L’inflation resurgira-t-elle une fois l’épidémie endiguée? Les experts en doutent

Isopix

Les économistes ont souvent des opinions qui divergent, mais presque tous s’accordent pour dire que l’inflation est morte. L’inflation faible s’est désormais ancrée dans les politiques économiques et dans les marchés. Voilà pourquoi les banques centrales peuvent réduire leurs taux d’intérêt et acheter des obligations . 

Cette inflation explique comment les gouvernements ont pu se lancer dans une course effrénée aux dépenses et aux emprunts pour sauver l’économie des ravages de la pandémie, et pourquoi la dette publique des pays riches, qui représente 125% du PIB, ne fait sourciller personne.

Selon The Economist, la seule façon de justifier un marché boursier aussi brûlant, c’est la prévision d’un rebond économique (mais sans inflation) à compter de 2021. 

Pourtant,  beaucoup pensent que le monde pourrait, au lendemain de la pandémie, entrer dans une nouvelle ère où l’inflation serait plus forte. Leurs arguments ne sont guère écrasants, mais ils ne sont pas non plus dénués de sens. Même si la probabilité de devoir faire face à une poussée de l’inflation est faible, elle reste préoccupante. La dette est lourde et les bilans des banques centrales sont gonflés.

De nombreux économistes pensent que l’Occident, et en particulier la zone euro, se dirige vers un modèle proche de celui du Japon,  qui s’est vu plongé dans une déflation dans les années 1990, comme le souligne la Brooking Institution.

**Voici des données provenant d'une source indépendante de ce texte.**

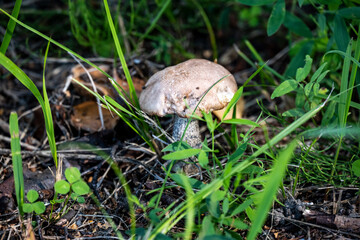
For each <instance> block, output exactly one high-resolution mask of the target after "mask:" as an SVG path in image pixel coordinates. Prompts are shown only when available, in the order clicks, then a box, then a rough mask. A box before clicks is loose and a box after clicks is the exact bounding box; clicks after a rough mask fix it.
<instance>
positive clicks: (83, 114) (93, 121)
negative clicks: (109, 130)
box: [70, 101, 119, 133]
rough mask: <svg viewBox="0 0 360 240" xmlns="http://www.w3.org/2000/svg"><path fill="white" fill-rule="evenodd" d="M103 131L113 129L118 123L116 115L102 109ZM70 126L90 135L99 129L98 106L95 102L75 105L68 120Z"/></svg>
mask: <svg viewBox="0 0 360 240" xmlns="http://www.w3.org/2000/svg"><path fill="white" fill-rule="evenodd" d="M102 114H103V117H104V125H105V129H113V128H114V127H115V125H116V123H117V121H118V119H119V118H118V116H117V115H116V114H112V115H111V113H110V111H109V110H107V109H104V108H103V109H102ZM70 122H71V124H72V125H73V126H74V127H76V128H78V129H83V130H86V131H88V132H90V133H93V132H96V131H98V130H99V129H100V128H101V122H100V116H99V110H98V105H97V103H96V102H92V101H87V102H84V103H81V104H79V105H76V106H75V107H74V112H73V114H72V115H71V119H70Z"/></svg>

D’après les spécialistes :

  • Une explosion temporaire de l’inflation est possible à compter de l’année prochaine. Confinés, les gens n’ont pas pu dépenser leur argent et leur épargne a gonflé. Mais une fois vaccinés et ‘libérés’, les consommateurs risquent de se lancer dans une frénésie de dépenses qui dépassera l’offre des entreprises, ce qui pourrait provoquer une hausse des prix. L’économie mondiale laisse déjà présager quelques signes avant-coureurs de cette tendance: le prix du cuivre, par exemple, est 25% plus élevé qu’au début de l’année 2020.
  • Le monde devrait être en mesure de répondre à une telle explosion (temporaire) de l’inflation. Mais c’est là que les experts avancent un deuxième argument : des pressions plus importantes seront exercées sur les prix à mesure que les forces désinflationnistes structurelles s’inverseront. En Occident et en Asie, de nombreuses sociétés comptent des populations qui vieillissent, ce qui crée des pénuries de main-d’œuvre. Pendant des années, la mondialisation a fait baisser l’inflation en créant un marché des biens et du travail plus efficace. Aujourd’hui, la mondialisation occasionne un certain recul.

Ces hypothèses pourraient-elles se confirmer?

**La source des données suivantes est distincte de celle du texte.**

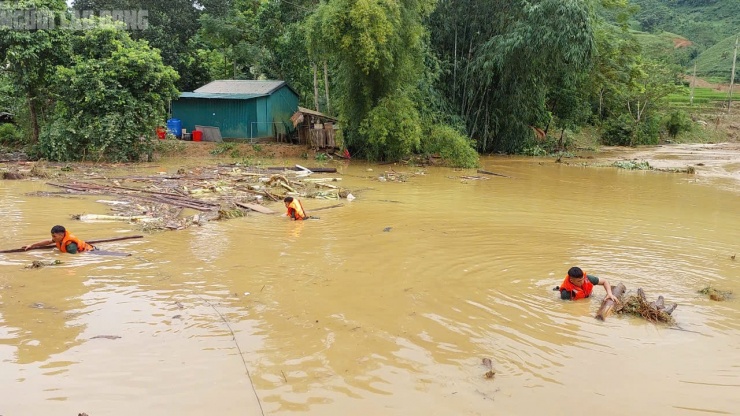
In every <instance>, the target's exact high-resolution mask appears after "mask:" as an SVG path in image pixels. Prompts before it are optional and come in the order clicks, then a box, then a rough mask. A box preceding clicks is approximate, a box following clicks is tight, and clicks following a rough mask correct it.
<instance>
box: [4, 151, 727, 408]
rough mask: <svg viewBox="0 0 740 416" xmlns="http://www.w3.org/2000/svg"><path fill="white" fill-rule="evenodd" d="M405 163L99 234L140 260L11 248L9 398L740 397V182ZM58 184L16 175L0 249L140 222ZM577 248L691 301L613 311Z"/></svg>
mask: <svg viewBox="0 0 740 416" xmlns="http://www.w3.org/2000/svg"><path fill="white" fill-rule="evenodd" d="M165 168H166V169H167V170H168V171H169V170H171V171H173V172H174V171H175V170H176V169H177V166H176V165H173V166H172V167H169V166H165ZM388 168H389V166H380V165H368V164H364V163H355V162H352V164H351V165H349V166H339V171H340V174H339V175H337V176H341V177H342V186H344V187H348V188H350V189H358V190H360V191H359V192H357V193H356V196H357V199H355V200H354V201H351V202H347V201H344V202H345V205H344V206H343V207H341V208H334V209H328V210H324V211H320V212H317V213H316V214H315V215H316V216H318V217H320V219H319V220H311V221H305V222H302V223H295V222H290V221H288V220H287V219H286V218H285V217H282V218H281V217H277V216H270V215H264V214H258V213H253V214H250V215H249V216H247V217H245V218H237V219H232V220H228V221H221V222H210V223H207V224H206V225H204V226H200V227H191V228H188V229H186V230H183V231H171V232H157V233H150V234H146V236H145V238H144V239H141V240H128V241H120V242H114V243H107V244H101V248H104V249H106V250H116V251H125V252H128V253H131V254H132V256H131V257H125V258H122V257H105V256H94V255H78V256H71V255H63V254H60V253H58V252H57V251H45V250H39V251H32V252H26V253H20V254H0V369H1V371H0V414H2V415H5V416H15V415H72V414H77V413H79V412H86V413H88V414H89V415H90V416H99V415H109V416H130V415H137V414H142V415H144V414H146V415H178V416H185V415H203V414H212V415H260V414H262V413H264V414H265V415H321V416H334V415H336V416H339V415H398V416H406V415H420V416H428V415H573V414H584V413H585V412H590V413H593V414H595V415H622V414H655V415H699V414H734V415H738V414H740V257H739V258H737V259H736V260H735V259H734V255H735V254H736V253H740V238H738V232H739V231H740V215H738V213H740V185H739V184H738V183H736V182H733V181H732V180H728V179H726V178H724V179H723V178H712V177H701V176H697V175H687V174H678V173H664V172H650V171H648V172H643V171H627V170H619V169H615V168H597V167H582V166H579V165H578V164H575V163H571V164H569V165H566V164H557V163H554V162H553V160H552V159H516V158H514V159H511V158H487V159H483V160H482V168H483V169H486V170H490V171H494V172H497V173H500V174H503V175H506V176H508V177H500V176H484V175H483V176H484V177H486V179H485V180H473V179H461V178H460V177H461V176H463V175H475V174H476V173H475V170H466V171H456V170H453V169H447V168H426V169H423V171H422V170H420V169H415V168H406V167H395V168H394V169H396V170H397V171H403V172H408V173H410V176H409V178H408V181H407V182H403V183H396V182H379V181H377V179H376V178H377V176H378V174H380V173H382V172H383V171H384V170H386V169H388ZM368 169H372V171H368ZM417 172H418V173H424V174H419V175H416V174H414V173H417ZM363 188H364V189H363ZM368 188H369V189H368ZM51 190H55V191H56V190H58V189H54V188H50V187H49V186H48V185H45V181H44V180H33V181H0V211H1V212H2V213H3V232H2V235H3V237H4V238H3V243H2V245H3V247H2V248H16V247H20V246H22V245H24V244H28V243H31V242H35V241H38V240H41V239H43V238H46V237H47V236H48V231H49V229H50V228H51V226H52V225H55V224H63V225H65V226H67V228H69V229H70V230H71V231H73V232H74V233H75V234H76V235H77V236H78V237H81V238H88V239H97V238H107V237H114V236H118V235H129V234H137V233H141V232H140V231H139V230H138V229H137V228H136V226H135V225H129V224H125V223H120V222H118V223H114V222H95V223H93V222H80V221H73V220H71V219H70V215H71V214H79V213H99V214H106V213H109V211H108V207H107V206H105V205H103V204H100V203H97V202H96V200H97V199H100V197H77V198H53V197H39V196H28V195H27V194H28V193H30V192H34V191H51ZM336 203H337V202H336V201H320V200H312V199H308V200H304V206H305V208H306V209H307V210H308V211H309V213H310V212H311V209H312V208H317V207H321V206H327V205H332V204H336ZM271 206H272V207H273V208H275V209H279V208H280V204H277V203H276V204H274V205H271ZM34 260H44V261H49V260H62V261H63V262H64V263H63V264H61V265H56V266H51V267H44V268H41V269H26V268H25V266H27V265H29V264H31V263H32V262H33V261H34ZM575 265H577V266H580V267H582V268H583V269H584V270H586V272H587V273H589V274H593V275H596V276H599V277H600V278H605V279H608V281H609V282H611V283H613V284H615V283H618V282H622V283H624V284H625V285H626V287H627V289H628V291H634V290H636V289H637V288H643V289H644V290H645V292H646V293H647V296H648V298H655V297H657V296H658V295H663V296H664V297H665V299H666V302H667V303H673V302H675V303H678V308H677V309H676V311H675V312H674V313H673V317H674V318H675V320H676V326H674V327H668V326H666V325H656V324H652V323H648V322H646V321H644V320H642V319H638V318H633V317H627V316H621V315H612V316H610V317H609V318H607V319H606V321H605V322H601V321H597V320H596V319H594V314H595V312H596V310H597V309H598V307H599V305H600V303H601V300H602V299H603V297H604V290H603V288H602V287H596V288H595V289H594V295H593V296H592V297H591V298H590V299H587V300H583V301H578V302H570V301H567V302H566V301H561V300H560V299H559V296H558V294H557V292H554V291H553V290H552V289H553V287H554V286H556V285H558V284H560V283H561V281H562V279H563V277H564V275H565V273H566V271H567V269H568V268H569V267H571V266H575ZM706 286H713V287H717V288H720V289H723V290H727V291H732V292H734V293H735V297H734V298H731V299H729V300H727V301H724V302H715V301H712V300H710V299H709V298H708V297H707V296H705V295H702V294H699V293H697V291H698V290H700V289H702V288H704V287H706ZM483 358H490V360H491V362H492V364H493V369H494V370H495V372H496V374H495V376H494V377H493V378H490V379H489V378H486V377H484V374H485V373H486V371H487V368H486V367H485V366H483V365H482V363H481V362H482V361H481V360H482V359H483Z"/></svg>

Une reprise temporaire de l’inflation en 2021 est tout à fait possible. Cette inflation pourrait même, dans un premier temps, laisser présager que l’économie se remet de la pandémie. Cela permettrait de faire disparaître une infime partie de la dette. Les décideurs politiques pourraient même pousser un soupir de soulagement, en particulier au Japon et dans la zone euro, où les prix sont en baisse. 

Les chances que l’inflation fasse son retour sur le long terme restent néanmoins plus faibles. Mais si les banques centrales devaient revoir leurs taux d’intérêt à la hausse pour éviter qu’une augmentation des prix ne devienne incontrôlable, les conséquences seraient graves. Les marchés s’effondreraient et les entreprises endettées pourraient se retrouver en faillite. Plus important encore, la dette des gouvernements et le passif des banques centrales pourraient être alarmants.

Les gouvernements ont émis des dettes à court terme, en partant du postulat que les taux resteraient bas. La maturité moyenne des bons du Trésor américain, par exemple, est passée de 70 à 63 mois. Les banques centrales ont tablé sur  un pari similaire. 

Ainsi, même si la probabilité que l’inflation marque un retour reste très faible, les conséquences pourraient être dramatiques. Peut-être les gouvernements devraient-ils financer la relance budgétaire en émettant des dettes à long terme. La plupart des banques centrales devraient aussi assouplir leur politique monétaire en prenant des taux d’intérêt négatifs à court terme. Les ministères des Finances devraient intégrer les risques pris par la banque centrale dans leurs budgets, et la zone euro devrait trouver un meilleur outil que l’assouplissement quantitatif pour mutualiser les dettes de ses États membres.